Então, o envolvimento com drogas ainda é a tônica do meu grupo focal, mas não se trata somente da questão de classe, pois entre elas havia quem era comerciante, microempreendedora, estagiária em escritório de advocacia e secretária. Ou seja, metade era de família de classe média ou média remediada. Dentre elas, 2 se declararam negras, a maioria parda e 2 brancas. A opressão de gênero parece, para essa pequena amostra de mulheres, ser mais forte do que as outras interseccionalidades (de classe e raça), pois, em comum, elas relatam uma situação de mando, de obediência a uma ordem masculina ou a necessidade de prover a família por ausência dos genitores. Vale destacar que a amostra é composta por mulheres no topo do letramento: as que têm Ensino Médio e, entre elas, algumas que cursavam o Ensino Superior. Ou seja, a amostra também confirma o que está posto na sociedade: quanto mais escolarizada, mais branca se apresenta essa pequena fatia social.
Como resultado diretamente relacionado ao processo de escrita, capturei algumas passagens de resenhas feitas por elas. Em vez dos nomes próprios, uso pseudônimos que elas mesmas escolheram para preservar sua identidade e seu direito ao anonimato. As partes retiradas das resenhas, cujos livros e respectivos(as) autores(as) estão indicados, são pequenos exemplos de que, por meio do letramento crítico, elas refletem sobre sua própria realidade, projetam-se, desenvolvem seus pensamentos, libertam-se de preconceitos e indicam esperanças – também é uma “escrita de si”, segundo Michel Foucault (2004, p. 149), que, em sua leitura de Sêneca, conclui que “a prática de si implica a leitura”, pois a escrita constitui um exercício racional de recolhê-la e de recolher-se nela.
Me sinto admirada com a positividade, certeza e inteligência de Marielle. Concretizando que a educação é o melhor caminho, dando valor a cada família. Para pacificar algo, você tem de saber os reais problemas. (Dona, sobre o livro UPP: redução da favela em três letras, de Marielle Franco)

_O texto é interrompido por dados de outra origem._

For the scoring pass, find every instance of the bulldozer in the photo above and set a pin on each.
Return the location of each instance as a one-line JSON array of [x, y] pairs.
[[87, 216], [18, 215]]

Nesse um ano que a autora passou na Cadeia Feminina de Santos, ela foi sem dúvida muito importante para todas elas. Nós reeducandas merecemos novas oportunidades. O abandono nos torna mulheres com o coração duro. A revolta, às vezes, toma conta, mas o ato de acreditarem em nós, nos torna mulheres melhores. (Ferreira, sobre o livro Flores do cárcere, de Flávia Ribeiro de Castro)
Ferreira foi a frequentadora mais assídua do projeto. No mês de julho de 2019, ela, grávida de 7 meses, recebeu seu alvará de soltura por enquadramento em habeas corpus (HC) coletivo – o HC 143.641 (LEWANDOWSKI, 2018). Em 20 de fevereiro de 2018, o STF decidiu, por maioria dos votos, determinar medidas alternativas para mulheres presas, em todo o território nacional, que sejam gestantes ou mães de crianças com até 12 anos ou de pessoas com deficiência (LEWANDOWSKI, 2018). Como ela engravidou sem visita? Ela foi a única noiva em sistema prisional de Mato Grosso a se casar em cerimônia coletiva, no dia 12 de dezembro de 2018 (NAZÁRIO, 2018). Na ocasião, aos recém-casados foi concedido um momento de intimidade e Ferreira engravidou.
[...] é o vislumbre de como a leitura pode amenizar o sofrimento humano. (Fernanda, sobre o livro A menina que roubava livros, de Markus Zusak)
A capacidade de alguém mudar através do amor é tocante. Todo mundo pode tornar o mundo melhor. (Maria, sobre o livro Os miseráveis, de Victor Hugo)
Esse livro tem uma história muito poderosa, e a escrita da autora permite o transporte para essa realidade triste e cruel à qual, infelizmente, muitas crianças são submetidas. É meu primeiro livro indiano e escrito por Amita. O modo como ela constrói seus personagens, principalmente os femininos, que são fortes, decididos e destemidos, me agradou muito. (Maravilha, sobre o livro Todas as cores do céu, de Amita Trasi)
Hoje, a maior parte de quem cumpre pena é gente que não estudou muito, cresceu em lugar onde não tinha médicos, não conheceu pessoas importantes, tem a pele escura, não tem dinheiro para pagar bons advogados ou não pode aguardar julgamento em liberdade, mora em casa alugada, enfim, o livro fala da doença da nossa sociedade, fala também em como tratar e curar, porque existe, sim, jeito para mudar tudo. Se a pessoa que cumpre pena, ao sair, não continuasse a ser punida... Mas o preconceito a persegue em tudo. Então, como viver, como continuar e mudar os rumos da vida e da família? (Jhow, sobre o livro O que é encarceramento em massa?, de Juliana Borges)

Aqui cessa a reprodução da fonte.